Today (January 23) marks my eight months as a professional Academic Advisor – ¾ of a year has somehow already gone by, and I have already learned so much about my role, my institution, my professional association and myself. To break down these eight months by numbers I have had 166 scheduled appointments, 514 walk-in appointments, worked with 35 students on academic probation, and have asked hundreds of questions to my supervisor/our director/my coworkers, and had a few less donuts along the way. The past eight months have been full of learning, personal and professional growth and building relationships. This article outlines the top eight lessons I have learned in my first eight months as an SAPro.

  1. You do not know everything, and you are not supposed to (or expected to) know everything. I have not had a week go by yet without asking my supervisor something about a policy or a student, but I do not feel stupid or silly asking for help.
  2. Relationships are key. My favorite part of my job is my relationships – with my staff, with my department liaisons, with other advisors on campus, and of course my students. Many people go/get into this profession because of people and wanting to help people, and I get that every day at my job. I love meeting with students who feel comfortable with me and seek me out as someone they can trust will help them.  I also thoroughly enjoy working with my staff – they say it is all about fit during the job search, and I found the best fit at UNL.

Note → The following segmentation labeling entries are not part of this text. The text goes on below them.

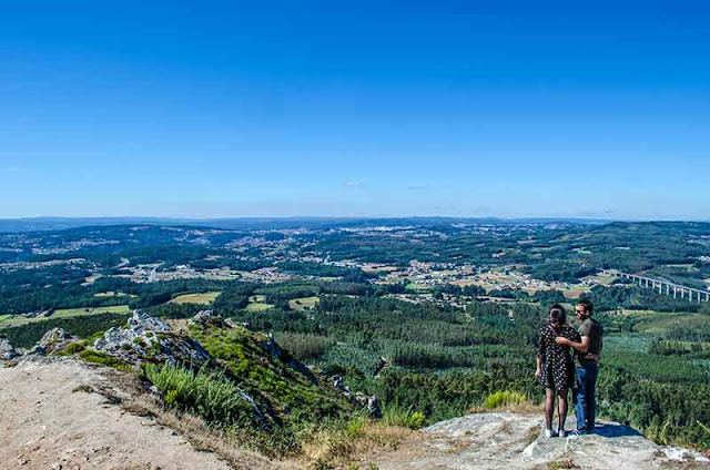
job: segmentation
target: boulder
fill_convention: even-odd
[[[52,328],[47,331],[37,344],[26,352],[26,356],[39,355],[47,356],[55,350],[64,349],[72,341],[77,340],[63,328]]]
[[[222,318],[222,315],[215,313],[214,310],[197,311],[194,317],[187,320],[187,325],[200,326],[203,328],[206,328],[206,327],[226,328],[230,326],[227,321],[225,321],[224,318]]]
[[[14,359],[18,356],[20,356],[20,354],[17,351],[17,349],[14,349],[10,340],[6,338],[2,333],[0,333],[0,359],[10,360]]]
[[[110,328],[93,347],[125,362],[144,360],[179,365],[201,366],[211,356],[200,343],[189,336],[178,335],[163,320],[135,310],[128,325]]]

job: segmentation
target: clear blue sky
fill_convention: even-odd
[[[486,3],[6,2],[0,217],[710,219],[708,2]]]

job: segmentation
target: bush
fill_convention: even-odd
[[[168,364],[146,364],[143,372],[165,394],[165,403],[170,407],[199,415],[211,423],[255,423],[254,410],[242,390],[221,375],[204,369],[195,372]]]
[[[496,408],[525,405],[527,402],[528,402],[528,399],[525,395],[519,394],[517,391],[504,390],[504,391],[496,391],[495,394],[490,394],[484,401],[484,406],[493,410]]]

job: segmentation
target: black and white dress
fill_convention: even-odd
[[[557,336],[562,336],[575,343],[581,341],[579,334],[570,326],[557,327],[546,324],[538,335],[539,352],[542,359],[540,384],[554,390],[571,389],[575,385],[575,362],[570,355],[570,347],[555,343]]]

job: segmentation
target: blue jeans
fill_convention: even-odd
[[[577,429],[594,431],[597,418],[597,362],[582,360],[577,368]]]

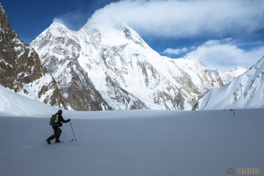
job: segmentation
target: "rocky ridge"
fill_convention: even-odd
[[[54,78],[34,49],[19,39],[0,3],[0,84],[16,93],[67,108]]]
[[[113,30],[118,36],[109,38],[89,24],[74,32],[54,22],[30,44],[75,110],[190,110],[204,93],[228,81],[198,62],[160,56],[126,25]]]

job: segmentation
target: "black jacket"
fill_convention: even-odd
[[[62,115],[59,114],[58,113],[56,113],[56,115],[57,115],[58,114],[59,115],[59,118],[58,119],[58,122],[56,123],[58,125],[59,127],[61,127],[62,126],[62,123],[68,123],[70,122],[70,119],[68,119],[67,120],[65,120],[64,119],[63,119],[63,117],[62,117]]]

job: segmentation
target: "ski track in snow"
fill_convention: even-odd
[[[49,115],[0,116],[0,175],[223,176],[230,167],[261,173],[264,112],[64,111],[77,141],[48,146]],[[74,139],[70,123],[61,129],[61,140]]]

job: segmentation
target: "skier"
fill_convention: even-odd
[[[61,141],[59,140],[59,139],[60,138],[62,132],[61,130],[59,128],[59,127],[61,127],[62,126],[62,123],[61,122],[68,123],[71,121],[70,119],[69,119],[67,120],[64,120],[61,114],[62,114],[62,110],[61,109],[59,110],[58,111],[58,113],[56,113],[56,117],[55,123],[53,125],[52,125],[52,128],[54,130],[54,134],[48,138],[48,139],[46,140],[46,141],[49,144],[51,143],[50,141],[53,140],[55,138],[55,143],[59,143],[61,142]]]

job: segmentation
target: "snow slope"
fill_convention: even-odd
[[[231,82],[210,90],[193,109],[259,108],[264,106],[264,56]]]
[[[263,109],[64,113],[76,141],[44,145],[47,118],[0,117],[1,176],[224,176],[264,169]],[[83,119],[75,119],[83,118]],[[61,140],[74,139],[70,125]],[[54,142],[54,141],[53,141]]]
[[[228,168],[264,169],[264,109],[65,110],[77,141],[44,145],[57,108],[0,88],[0,176],[217,176]],[[61,140],[74,139],[69,123],[61,129]]]

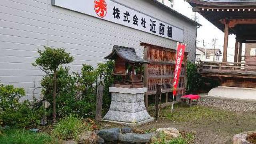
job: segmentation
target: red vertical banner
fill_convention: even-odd
[[[182,43],[178,43],[177,47],[177,54],[176,54],[176,63],[174,72],[173,85],[174,87],[174,95],[176,95],[177,87],[179,84],[180,74],[181,70],[181,66],[184,58],[184,52],[186,48],[186,45]]]

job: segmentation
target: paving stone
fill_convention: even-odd
[[[146,134],[128,133],[120,134],[118,140],[125,142],[149,143],[154,135],[153,133]]]
[[[118,140],[120,128],[112,128],[100,130],[98,135],[106,141],[115,141]]]

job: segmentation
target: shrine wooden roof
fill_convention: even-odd
[[[197,12],[224,32],[222,20],[249,20],[251,24],[237,24],[229,29],[230,34],[239,39],[256,40],[256,0],[187,0]]]
[[[117,57],[119,57],[132,63],[143,64],[148,62],[136,54],[134,48],[117,45],[114,46],[112,52],[104,58],[108,60],[115,60]]]

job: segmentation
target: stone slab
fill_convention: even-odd
[[[128,143],[147,143],[150,142],[151,139],[154,135],[154,133],[146,134],[128,133],[120,134],[118,136],[118,140]]]
[[[218,86],[212,89],[208,96],[245,100],[256,100],[256,89]]]
[[[120,93],[137,94],[147,92],[147,88],[129,88],[111,87],[109,88],[109,92]]]

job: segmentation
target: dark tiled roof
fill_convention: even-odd
[[[160,2],[158,2],[157,0],[151,0],[151,1],[154,2],[157,4],[158,4],[159,6],[161,7],[164,8],[164,10],[167,10],[168,12],[171,12],[172,14],[174,14],[176,15],[177,16],[180,17],[183,19],[185,20],[186,21],[190,22],[196,26],[202,26],[202,25],[199,23],[185,16],[184,15],[181,14],[179,12],[176,11],[175,10],[173,9],[172,8],[166,6],[165,5],[162,4]]]
[[[109,60],[114,60],[116,58],[116,56],[118,56],[130,62],[139,63],[147,62],[136,54],[134,48],[117,45],[114,45],[113,47],[111,53],[104,58]]]
[[[256,0],[187,0],[193,6],[196,5],[218,6],[246,6],[256,5]]]
[[[204,48],[198,47],[196,47],[196,48],[204,53],[206,52],[206,53],[208,54],[214,54],[218,52],[220,52],[220,54],[222,54],[220,50],[218,48],[216,48],[214,50],[213,48]]]

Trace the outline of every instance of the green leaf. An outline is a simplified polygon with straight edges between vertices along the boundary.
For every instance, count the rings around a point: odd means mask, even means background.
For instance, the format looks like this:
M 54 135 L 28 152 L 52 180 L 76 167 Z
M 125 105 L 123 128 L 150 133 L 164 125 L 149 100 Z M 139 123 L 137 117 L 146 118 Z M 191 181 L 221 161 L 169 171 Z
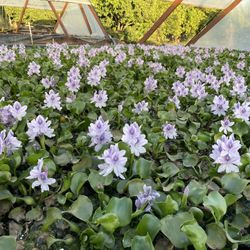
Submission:
M 238 136 L 246 135 L 249 131 L 249 125 L 247 125 L 245 122 L 237 122 L 233 126 L 233 132 Z
M 132 201 L 127 197 L 116 198 L 113 197 L 106 208 L 107 213 L 115 214 L 121 227 L 128 225 L 131 221 L 132 215 Z
M 131 250 L 154 250 L 150 236 L 135 236 L 132 240 Z
M 175 110 L 171 111 L 159 111 L 157 113 L 160 120 L 166 122 L 166 121 L 175 121 L 176 120 L 176 112 Z
M 90 186 L 96 191 L 102 191 L 104 186 L 108 186 L 113 181 L 112 174 L 107 176 L 101 176 L 96 170 L 91 170 L 90 175 L 88 177 L 88 181 Z
M 185 167 L 195 167 L 199 162 L 199 158 L 195 154 L 184 154 L 183 165 Z
M 143 190 L 144 182 L 141 179 L 133 179 L 129 181 L 126 186 L 128 187 L 128 192 L 130 197 L 137 196 Z
M 12 195 L 9 190 L 0 190 L 0 201 L 1 200 L 10 200 L 12 203 L 15 203 L 16 198 Z
M 57 165 L 66 166 L 71 162 L 72 154 L 69 151 L 65 150 L 65 152 L 60 155 L 54 155 L 54 160 Z
M 0 171 L 0 184 L 11 181 L 11 173 L 9 171 Z
M 227 212 L 226 201 L 218 191 L 212 191 L 204 197 L 203 205 L 209 208 L 216 222 L 219 222 Z
M 109 233 L 113 233 L 116 228 L 120 226 L 119 219 L 116 214 L 107 213 L 99 217 L 96 221 L 97 224 L 101 224 L 105 230 Z
M 43 230 L 48 231 L 49 227 L 55 223 L 57 220 L 62 219 L 61 210 L 56 207 L 50 207 L 47 211 L 47 216 L 43 221 Z
M 131 247 L 132 239 L 135 235 L 136 235 L 136 231 L 133 228 L 130 228 L 128 231 L 125 232 L 123 239 L 122 239 L 122 245 L 124 248 Z
M 85 173 L 75 173 L 71 179 L 70 189 L 78 195 L 84 183 L 88 180 L 88 176 Z
M 188 239 L 192 242 L 195 250 L 207 249 L 207 234 L 197 222 L 187 222 L 181 227 L 181 230 L 187 235 Z
M 192 180 L 188 184 L 188 199 L 195 205 L 202 203 L 203 198 L 206 196 L 207 187 L 197 181 Z
M 239 243 L 239 244 L 249 244 L 250 243 L 250 235 L 245 235 L 242 237 L 241 240 L 236 240 L 233 239 L 232 236 L 230 235 L 230 227 L 229 227 L 229 223 L 227 220 L 224 221 L 224 226 L 225 226 L 225 233 L 227 236 L 227 239 L 231 242 L 231 243 Z
M 185 233 L 181 231 L 181 226 L 187 221 L 193 221 L 191 213 L 180 212 L 176 215 L 168 215 L 161 220 L 161 232 L 177 248 L 186 248 L 190 241 Z
M 249 180 L 241 179 L 238 174 L 230 173 L 221 178 L 222 187 L 232 194 L 240 194 L 246 188 Z
M 250 185 L 247 185 L 245 190 L 243 191 L 244 196 L 248 201 L 250 201 Z
M 152 214 L 145 214 L 137 225 L 136 232 L 138 235 L 147 235 L 148 233 L 153 241 L 160 228 L 161 224 L 157 217 Z
M 32 208 L 30 211 L 26 213 L 26 220 L 32 221 L 32 220 L 38 220 L 42 217 L 42 209 L 40 207 Z
M 153 164 L 154 163 L 152 161 L 140 158 L 139 160 L 135 161 L 136 174 L 138 174 L 142 179 L 150 177 Z
M 176 174 L 179 173 L 179 168 L 176 167 L 176 165 L 172 162 L 167 162 L 165 164 L 162 165 L 162 172 L 161 174 L 158 174 L 159 176 L 162 176 L 164 178 L 168 178 L 168 177 L 173 177 Z
M 17 244 L 14 236 L 1 236 L 0 249 L 16 250 Z
M 207 245 L 211 249 L 223 249 L 226 246 L 227 239 L 223 228 L 216 223 L 206 226 Z
M 27 158 L 27 162 L 29 165 L 37 165 L 37 162 L 39 159 L 41 158 L 46 158 L 46 157 L 49 157 L 49 152 L 42 149 L 36 153 L 32 152 L 31 155 L 28 156 Z
M 78 199 L 74 201 L 70 208 L 65 212 L 87 222 L 93 213 L 93 205 L 87 196 L 79 195 Z
M 170 195 L 166 197 L 165 201 L 155 202 L 154 204 L 160 210 L 161 217 L 169 214 L 174 214 L 179 209 L 178 203 L 174 199 L 172 199 Z
M 47 158 L 43 160 L 44 167 L 47 167 L 49 171 L 49 176 L 53 176 L 54 173 L 56 172 L 56 164 L 54 163 L 53 160 Z
M 226 194 L 224 199 L 227 203 L 227 207 L 233 205 L 237 200 L 239 200 L 242 197 L 242 195 L 234 195 L 234 194 Z

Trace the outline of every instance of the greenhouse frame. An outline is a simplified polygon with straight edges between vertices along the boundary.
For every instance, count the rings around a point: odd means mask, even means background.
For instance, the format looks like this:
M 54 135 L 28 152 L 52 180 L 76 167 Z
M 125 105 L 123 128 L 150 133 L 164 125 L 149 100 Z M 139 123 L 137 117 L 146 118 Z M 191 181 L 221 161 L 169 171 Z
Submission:
M 27 8 L 52 10 L 57 23 L 55 34 L 66 38 L 109 39 L 94 7 L 89 0 L 0 0 L 0 6 L 21 7 L 16 27 L 18 33 Z M 59 14 L 60 12 L 60 14 Z
M 200 8 L 220 9 L 219 13 L 187 45 L 250 49 L 248 43 L 250 24 L 246 22 L 250 18 L 250 0 L 172 0 L 171 2 L 171 6 L 144 34 L 139 43 L 145 43 L 180 4 L 187 4 Z

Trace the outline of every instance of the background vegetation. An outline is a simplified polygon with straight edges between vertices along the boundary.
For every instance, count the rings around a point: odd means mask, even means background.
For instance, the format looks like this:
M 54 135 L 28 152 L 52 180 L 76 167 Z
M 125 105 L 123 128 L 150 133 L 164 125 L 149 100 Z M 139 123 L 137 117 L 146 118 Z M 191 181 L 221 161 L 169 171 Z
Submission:
M 125 42 L 137 42 L 171 3 L 163 0 L 92 0 L 108 32 Z M 12 22 L 18 22 L 20 8 L 6 8 Z M 149 42 L 186 42 L 192 38 L 218 11 L 180 5 L 166 22 L 153 34 Z M 25 23 L 54 24 L 52 11 L 26 11 Z

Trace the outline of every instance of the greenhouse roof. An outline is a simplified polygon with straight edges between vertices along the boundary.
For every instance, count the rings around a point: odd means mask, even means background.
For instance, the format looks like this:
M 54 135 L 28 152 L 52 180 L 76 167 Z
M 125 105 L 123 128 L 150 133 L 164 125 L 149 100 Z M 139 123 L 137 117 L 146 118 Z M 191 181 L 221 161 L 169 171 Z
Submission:
M 180 4 L 216 8 L 219 13 L 196 34 L 187 45 L 250 49 L 250 0 L 169 0 L 170 7 L 145 33 L 144 43 Z
M 55 32 L 68 36 L 108 38 L 89 0 L 0 0 L 0 6 L 21 7 L 17 31 L 27 8 L 52 10 L 57 19 Z M 58 13 L 60 12 L 60 14 Z

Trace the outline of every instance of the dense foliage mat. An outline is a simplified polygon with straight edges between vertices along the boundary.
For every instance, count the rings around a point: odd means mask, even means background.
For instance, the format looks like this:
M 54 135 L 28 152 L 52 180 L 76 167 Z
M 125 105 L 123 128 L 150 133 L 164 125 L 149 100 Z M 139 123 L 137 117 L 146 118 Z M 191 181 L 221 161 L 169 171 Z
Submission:
M 0 47 L 1 249 L 246 249 L 249 52 Z

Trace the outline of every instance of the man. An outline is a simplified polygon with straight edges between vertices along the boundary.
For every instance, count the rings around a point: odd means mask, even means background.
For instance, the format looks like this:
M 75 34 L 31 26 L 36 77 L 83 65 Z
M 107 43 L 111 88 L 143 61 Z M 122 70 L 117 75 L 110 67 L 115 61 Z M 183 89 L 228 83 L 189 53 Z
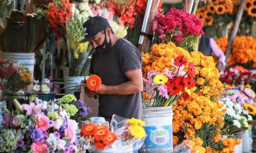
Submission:
M 212 38 L 203 35 L 199 43 L 198 51 L 207 56 L 211 56 L 211 53 L 213 52 L 218 61 L 216 68 L 220 72 L 222 71 L 223 66 L 226 65 L 225 57 L 218 47 L 214 39 Z
M 89 72 L 102 81 L 96 92 L 85 87 L 89 97 L 98 95 L 98 116 L 110 122 L 113 114 L 142 119 L 140 92 L 143 89 L 142 58 L 138 49 L 128 41 L 115 35 L 107 19 L 91 17 L 83 25 L 85 38 L 96 51 Z

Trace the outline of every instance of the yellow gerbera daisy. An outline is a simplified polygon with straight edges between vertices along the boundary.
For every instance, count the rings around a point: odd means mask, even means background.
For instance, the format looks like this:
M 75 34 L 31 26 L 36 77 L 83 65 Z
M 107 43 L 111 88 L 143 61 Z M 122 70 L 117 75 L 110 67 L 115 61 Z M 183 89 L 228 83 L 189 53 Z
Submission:
M 142 121 L 141 120 L 138 120 L 134 118 L 131 118 L 131 119 L 128 119 L 127 120 L 127 122 L 131 124 L 134 124 L 136 125 L 139 124 L 143 127 L 145 126 L 145 122 Z
M 129 129 L 131 136 L 136 138 L 142 138 L 145 136 L 145 130 L 140 126 L 131 125 Z
M 156 76 L 154 77 L 154 80 L 156 83 L 164 85 L 168 81 L 168 78 L 164 74 L 161 74 L 156 75 Z

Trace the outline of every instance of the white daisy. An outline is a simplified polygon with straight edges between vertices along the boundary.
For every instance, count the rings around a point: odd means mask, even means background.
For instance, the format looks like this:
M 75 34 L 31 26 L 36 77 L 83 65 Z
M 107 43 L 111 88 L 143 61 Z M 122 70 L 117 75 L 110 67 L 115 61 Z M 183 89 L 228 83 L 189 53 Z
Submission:
M 48 94 L 50 93 L 51 90 L 50 88 L 47 85 L 43 84 L 41 85 L 42 92 L 43 93 L 45 94 Z
M 233 120 L 233 124 L 238 128 L 241 127 L 241 124 L 238 120 Z

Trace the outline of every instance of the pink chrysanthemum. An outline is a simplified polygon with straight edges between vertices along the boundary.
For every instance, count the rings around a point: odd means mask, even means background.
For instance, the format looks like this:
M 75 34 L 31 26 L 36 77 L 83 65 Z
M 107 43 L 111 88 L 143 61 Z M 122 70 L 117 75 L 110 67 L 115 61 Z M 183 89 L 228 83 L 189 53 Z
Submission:
M 49 120 L 49 118 L 45 115 L 36 115 L 35 117 L 36 128 L 39 129 L 42 131 L 47 130 L 50 128 L 47 124 Z
M 47 144 L 45 143 L 39 144 L 36 142 L 33 142 L 31 145 L 31 148 L 33 149 L 33 153 L 48 153 L 47 147 Z

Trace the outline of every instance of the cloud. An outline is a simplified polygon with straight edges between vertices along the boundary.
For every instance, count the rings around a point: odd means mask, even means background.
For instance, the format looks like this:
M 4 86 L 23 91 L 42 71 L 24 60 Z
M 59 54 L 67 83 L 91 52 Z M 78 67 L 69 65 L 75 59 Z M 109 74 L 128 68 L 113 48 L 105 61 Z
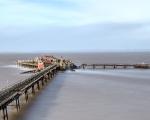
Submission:
M 1 0 L 1 25 L 147 22 L 149 0 Z
M 1 51 L 150 50 L 149 30 L 149 23 L 90 24 L 74 27 L 41 26 L 38 29 L 8 28 L 0 31 L 3 33 L 0 34 L 0 39 L 5 39 L 1 41 Z

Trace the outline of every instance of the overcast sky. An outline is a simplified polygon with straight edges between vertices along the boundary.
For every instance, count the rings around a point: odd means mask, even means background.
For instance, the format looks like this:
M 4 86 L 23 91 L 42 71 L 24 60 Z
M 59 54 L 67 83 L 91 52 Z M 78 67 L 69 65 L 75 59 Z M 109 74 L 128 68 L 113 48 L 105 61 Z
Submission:
M 0 52 L 150 51 L 149 0 L 0 0 Z

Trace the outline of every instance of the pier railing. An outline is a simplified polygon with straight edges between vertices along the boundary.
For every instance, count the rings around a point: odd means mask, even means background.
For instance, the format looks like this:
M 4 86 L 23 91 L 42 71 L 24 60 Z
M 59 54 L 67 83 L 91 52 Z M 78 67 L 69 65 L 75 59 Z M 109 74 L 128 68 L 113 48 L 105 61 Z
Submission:
M 51 79 L 56 74 L 57 68 L 57 65 L 51 65 L 35 73 L 31 77 L 0 91 L 0 110 L 3 111 L 3 119 L 8 120 L 7 106 L 10 103 L 16 101 L 16 108 L 18 111 L 20 109 L 20 96 L 25 94 L 25 100 L 28 101 L 28 91 L 31 90 L 34 94 L 36 88 L 38 90 L 40 89 L 40 83 L 44 86 L 47 80 Z

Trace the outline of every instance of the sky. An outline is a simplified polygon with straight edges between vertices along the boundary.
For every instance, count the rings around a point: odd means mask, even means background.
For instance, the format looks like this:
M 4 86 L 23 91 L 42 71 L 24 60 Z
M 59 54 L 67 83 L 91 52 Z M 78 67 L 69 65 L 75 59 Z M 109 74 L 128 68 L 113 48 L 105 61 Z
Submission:
M 0 52 L 150 51 L 149 0 L 0 0 Z

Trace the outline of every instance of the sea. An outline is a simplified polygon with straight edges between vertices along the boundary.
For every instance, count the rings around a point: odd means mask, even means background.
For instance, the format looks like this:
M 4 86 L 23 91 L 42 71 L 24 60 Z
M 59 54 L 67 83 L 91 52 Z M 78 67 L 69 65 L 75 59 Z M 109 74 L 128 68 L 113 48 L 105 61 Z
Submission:
M 82 63 L 149 63 L 150 52 L 1 53 L 0 90 L 31 74 L 17 60 L 54 55 Z M 149 69 L 58 72 L 15 120 L 150 120 Z

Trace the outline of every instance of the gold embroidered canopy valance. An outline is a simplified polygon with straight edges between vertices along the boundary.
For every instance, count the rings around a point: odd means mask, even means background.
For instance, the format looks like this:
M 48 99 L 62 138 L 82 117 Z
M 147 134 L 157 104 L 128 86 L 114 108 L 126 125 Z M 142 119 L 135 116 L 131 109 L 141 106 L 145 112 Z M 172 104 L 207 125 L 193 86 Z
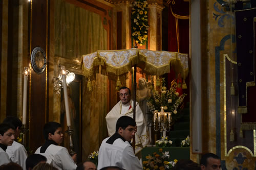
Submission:
M 151 75 L 162 75 L 170 71 L 170 64 L 185 78 L 188 72 L 188 55 L 177 52 L 130 49 L 98 51 L 82 56 L 83 75 L 95 74 L 95 67 L 101 65 L 107 72 L 121 75 L 128 72 L 135 64 Z

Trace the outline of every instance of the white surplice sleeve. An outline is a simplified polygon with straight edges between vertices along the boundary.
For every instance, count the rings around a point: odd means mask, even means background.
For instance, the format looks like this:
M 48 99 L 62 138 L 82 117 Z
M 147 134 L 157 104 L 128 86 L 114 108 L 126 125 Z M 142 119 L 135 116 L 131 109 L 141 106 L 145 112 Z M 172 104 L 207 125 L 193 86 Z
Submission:
M 127 145 L 124 149 L 122 156 L 122 164 L 127 170 L 143 169 L 139 159 L 134 155 L 131 145 Z
M 53 166 L 61 167 L 62 169 L 73 170 L 77 166 L 66 148 L 62 147 L 55 155 L 55 158 L 53 160 Z

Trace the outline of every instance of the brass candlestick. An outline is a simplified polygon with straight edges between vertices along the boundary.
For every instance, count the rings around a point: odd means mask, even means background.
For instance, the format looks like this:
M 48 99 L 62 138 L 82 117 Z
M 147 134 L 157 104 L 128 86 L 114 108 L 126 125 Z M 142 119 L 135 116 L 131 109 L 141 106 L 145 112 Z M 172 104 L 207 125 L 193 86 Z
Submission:
M 69 136 L 69 154 L 70 155 L 73 156 L 76 154 L 76 152 L 73 150 L 74 148 L 74 145 L 73 144 L 72 140 L 72 135 L 74 130 L 71 129 L 70 126 L 68 127 L 68 130 L 65 131 L 66 133 L 68 133 Z

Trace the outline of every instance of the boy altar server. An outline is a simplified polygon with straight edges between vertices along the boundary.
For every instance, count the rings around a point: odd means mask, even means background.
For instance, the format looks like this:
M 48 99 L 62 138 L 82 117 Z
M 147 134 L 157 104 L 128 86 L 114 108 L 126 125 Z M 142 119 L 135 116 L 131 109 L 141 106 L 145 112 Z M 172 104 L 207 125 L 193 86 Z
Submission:
M 22 127 L 22 121 L 16 117 L 7 116 L 3 122 L 13 125 L 15 128 L 15 140 L 16 140 L 20 133 L 20 128 Z M 11 145 L 7 147 L 6 153 L 13 162 L 19 164 L 24 169 L 26 169 L 26 160 L 28 157 L 28 155 L 23 145 L 14 140 Z
M 44 136 L 46 141 L 38 148 L 35 154 L 39 154 L 47 158 L 47 163 L 58 169 L 72 170 L 77 165 L 69 155 L 67 148 L 58 146 L 63 141 L 61 126 L 56 122 L 49 122 L 44 127 Z M 73 156 L 75 159 L 76 155 Z
M 99 151 L 98 169 L 117 166 L 122 169 L 142 169 L 130 142 L 137 132 L 136 123 L 127 116 L 120 117 L 116 123 L 116 132 L 104 139 Z
M 7 146 L 12 145 L 14 140 L 14 130 L 12 124 L 0 124 L 0 166 L 11 162 L 6 151 Z

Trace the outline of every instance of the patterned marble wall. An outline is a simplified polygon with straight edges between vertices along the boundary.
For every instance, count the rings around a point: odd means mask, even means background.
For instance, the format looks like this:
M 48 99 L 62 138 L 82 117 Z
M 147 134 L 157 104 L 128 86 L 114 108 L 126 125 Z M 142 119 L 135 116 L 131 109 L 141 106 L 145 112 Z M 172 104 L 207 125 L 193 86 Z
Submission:
M 236 51 L 233 12 L 221 6 L 227 2 L 229 1 L 211 0 L 201 7 L 207 15 L 202 16 L 202 18 L 207 17 L 203 19 L 203 28 L 206 31 L 203 33 L 205 38 L 201 40 L 204 43 L 203 50 L 207 54 L 203 57 L 207 62 L 202 64 L 207 64 L 204 69 L 208 80 L 208 86 L 203 88 L 207 89 L 209 96 L 208 113 L 204 113 L 207 114 L 207 119 L 202 125 L 203 133 L 207 134 L 203 138 L 203 152 L 213 152 L 220 156 L 222 169 L 254 169 L 255 132 L 245 132 L 244 137 L 239 138 L 241 115 L 230 115 L 229 111 L 230 70 L 234 67 L 230 67 L 230 61 L 236 61 Z M 227 54 L 229 59 L 224 57 L 224 54 Z M 231 122 L 237 132 L 234 141 L 230 140 Z

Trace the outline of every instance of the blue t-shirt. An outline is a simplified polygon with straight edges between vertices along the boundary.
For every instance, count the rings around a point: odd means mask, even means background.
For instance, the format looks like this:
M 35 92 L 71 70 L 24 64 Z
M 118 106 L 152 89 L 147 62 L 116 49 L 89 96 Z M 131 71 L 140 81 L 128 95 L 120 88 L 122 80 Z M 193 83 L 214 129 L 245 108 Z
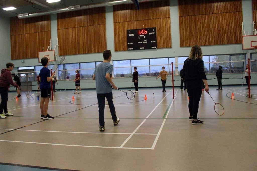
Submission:
M 113 66 L 108 62 L 101 62 L 96 67 L 94 74 L 96 75 L 96 93 L 104 94 L 110 93 L 112 88 L 105 78 L 106 73 L 112 74 Z
M 51 88 L 51 82 L 47 81 L 47 77 L 50 77 L 50 69 L 46 67 L 43 67 L 40 70 L 39 76 L 41 79 L 40 83 L 40 89 L 44 89 Z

  3. Build connections outside of your office. Another aspect that I have enjoyed is meeting and working with people outside of my office. I voluntarily joined a “cluster group” – a mix of advising/student affairs professionals of various levels and experience, and have connected with a group of advisors who have been at UNL for less than a year. Both of these are unique support groups outside of my office that I feel comfortable going to and grow with together.
  4. Track your growth and development. Early on my supervisor had me outline goals that I had as well as my own advising philosophy, then we have put into place new quarterly self-assessments. During my graduate assistantship, I only had reviews at the end of each semester. With these quarterly assessments, I have found myself more accountable with what I want to work on, achieve and how to get there.  I also keep track of my numbers – how many appointments, what types of appointments, so I can quantify my work.
  5. Get connected with your professional association. As an advisor, NACADA is my professional work and I find myself on their website multiple times a week to see how I can learn from them and get involved. As many of you know, I attended my first national conference last October, got connected with many other advisors in person and on Twitter, and have had extensive conversations with my supervisor about my professional development. Goals for 2017 include: be a conference proposal reviewer, write a book review for our journal, and possibly submitting a proposal of my own.
  6. Be patient. As an advisor, and any levelheaded adult, you need to be patient. Students come in wanting to know “the easiest course”, how to graduate, and seeking classes after 9:00 AM. Students also come in after enrollment season without having enrolled or come in to discuss their probation status in late November/early December and you have to be patient and help them best grow and develop.
  7. Work/Life balance. This is not new information; we hear it all the time, but for good reason. You cannot work and worry about work constantly. I have tried very hard to leave work at work, focus on myself after five during the week, and not check e-mail over the weekend. Invest in me-time, so you can invest in your students.
  8. Reflect – both backwards and forwards. It could be my intellection strength (or writing for this blog each week), but I find myself reflecting on my growth a lot. I take time to reflect on how things went well, how things did not go as planned, and how can I improve? I also take time to reflect and prepare for the future (as much as you can prepare). Each day brings something new and is a learning opportunity for the future. With tracking my growth and development, I can tentatively outline what the next 8 months can look like for me – or the next few years in my career.